For those with a particularly able child and a well-placed house there are also the country’s 164 remaining grammar schools to consider and some people choose to pay at primary hoping to ensure a child is ahead in the race for a selective-school place.
If this is your intended strategy be aware that grammar schools,who are not allowed to interview, are even more dependent on IQ scores than the independent sector, and if you feel your child doesn’t have the raw material to compete in these amazingly cut-throat exams, then be sure you’re armed with a strong alternative.
If money is tight, the years after GCSE can be a good time to return to the state, since there’s considerably more flexibility than at eleven. Catchment areas are not so regimented, grown children can travel further, and a well-prepared private-school candidate with a clutch of A* stars stands an excellent chance in the race for a grammar-school place.

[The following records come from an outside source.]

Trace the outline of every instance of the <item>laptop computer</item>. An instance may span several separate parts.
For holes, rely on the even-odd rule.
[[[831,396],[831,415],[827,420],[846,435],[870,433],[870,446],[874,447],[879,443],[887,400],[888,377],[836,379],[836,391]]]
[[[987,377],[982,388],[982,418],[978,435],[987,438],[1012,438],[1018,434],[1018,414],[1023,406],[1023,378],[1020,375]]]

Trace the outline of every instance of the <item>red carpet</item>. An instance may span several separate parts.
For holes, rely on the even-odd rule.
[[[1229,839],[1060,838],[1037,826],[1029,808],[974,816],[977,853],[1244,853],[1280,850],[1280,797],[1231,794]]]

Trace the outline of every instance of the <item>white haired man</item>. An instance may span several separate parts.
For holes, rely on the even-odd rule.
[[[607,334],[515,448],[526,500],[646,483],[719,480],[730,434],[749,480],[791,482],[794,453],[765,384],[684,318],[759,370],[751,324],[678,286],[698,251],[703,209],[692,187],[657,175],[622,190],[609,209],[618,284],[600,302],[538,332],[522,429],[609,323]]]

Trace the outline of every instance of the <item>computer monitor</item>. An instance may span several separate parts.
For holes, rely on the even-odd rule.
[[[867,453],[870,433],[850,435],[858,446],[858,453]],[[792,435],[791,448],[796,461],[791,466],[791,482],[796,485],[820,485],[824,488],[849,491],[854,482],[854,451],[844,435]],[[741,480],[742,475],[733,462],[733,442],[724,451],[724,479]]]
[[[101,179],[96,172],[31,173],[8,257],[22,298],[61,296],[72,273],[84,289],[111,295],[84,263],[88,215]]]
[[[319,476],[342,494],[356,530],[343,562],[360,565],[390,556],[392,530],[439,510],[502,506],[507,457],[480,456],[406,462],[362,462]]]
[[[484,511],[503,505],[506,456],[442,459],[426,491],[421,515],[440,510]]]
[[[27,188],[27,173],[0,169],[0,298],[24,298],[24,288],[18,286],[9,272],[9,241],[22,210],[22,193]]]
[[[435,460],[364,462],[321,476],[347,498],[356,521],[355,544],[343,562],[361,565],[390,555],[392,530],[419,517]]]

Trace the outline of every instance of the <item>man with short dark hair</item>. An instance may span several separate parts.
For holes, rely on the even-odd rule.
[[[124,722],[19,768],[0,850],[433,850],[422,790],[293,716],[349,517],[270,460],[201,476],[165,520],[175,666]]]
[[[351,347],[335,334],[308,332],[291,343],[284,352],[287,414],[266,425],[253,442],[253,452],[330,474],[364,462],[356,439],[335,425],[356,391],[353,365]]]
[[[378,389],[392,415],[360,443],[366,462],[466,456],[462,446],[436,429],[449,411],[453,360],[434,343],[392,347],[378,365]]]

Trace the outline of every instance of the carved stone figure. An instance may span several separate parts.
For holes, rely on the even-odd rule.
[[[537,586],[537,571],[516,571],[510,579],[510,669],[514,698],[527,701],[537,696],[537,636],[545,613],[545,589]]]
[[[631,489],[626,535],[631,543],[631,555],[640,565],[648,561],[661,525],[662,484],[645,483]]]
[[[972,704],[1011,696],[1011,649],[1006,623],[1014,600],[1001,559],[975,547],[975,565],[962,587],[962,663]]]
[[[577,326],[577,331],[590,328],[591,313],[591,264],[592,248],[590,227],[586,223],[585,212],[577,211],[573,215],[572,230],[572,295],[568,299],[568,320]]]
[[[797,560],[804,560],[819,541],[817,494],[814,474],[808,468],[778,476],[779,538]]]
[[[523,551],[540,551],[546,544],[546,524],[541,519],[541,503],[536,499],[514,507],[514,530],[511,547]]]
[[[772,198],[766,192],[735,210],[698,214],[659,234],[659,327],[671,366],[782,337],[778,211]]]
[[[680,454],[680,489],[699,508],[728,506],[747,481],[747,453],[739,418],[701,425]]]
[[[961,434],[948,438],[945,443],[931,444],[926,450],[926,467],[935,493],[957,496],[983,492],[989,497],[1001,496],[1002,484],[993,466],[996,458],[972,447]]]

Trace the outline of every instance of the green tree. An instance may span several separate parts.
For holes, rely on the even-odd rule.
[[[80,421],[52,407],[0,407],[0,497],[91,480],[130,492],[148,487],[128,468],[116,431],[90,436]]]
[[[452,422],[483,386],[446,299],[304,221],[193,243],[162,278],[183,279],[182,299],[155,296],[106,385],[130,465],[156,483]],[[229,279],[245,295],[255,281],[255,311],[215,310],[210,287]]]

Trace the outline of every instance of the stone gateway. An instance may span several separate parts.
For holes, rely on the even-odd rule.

A Levels, however, are also the make-and-break years as far as university is concerned and an immature child in a big state sixth form could perform significantly less well than in the carefully monitored environment of a private school. If Oxbridge, too, is your goal, you’re still far more likely to reach those dreaming spires from an independent than from a ‘bog-standard’ comprehensive.
For those with a gifted child, the independent sixth form offers some enticing transfer deals and, if your son or daughter has outstanding musical or academic ability , sporting or artistic flare, it’s at this point you’re most likely to find someone to pay the fees.
Whatever way you choose to play the education game you must always remember that no move is final. If something’s not working for you or your child, at any point, it’s almost always possible to change schools, and can sometimes be easier to do so when everyone else is already in place.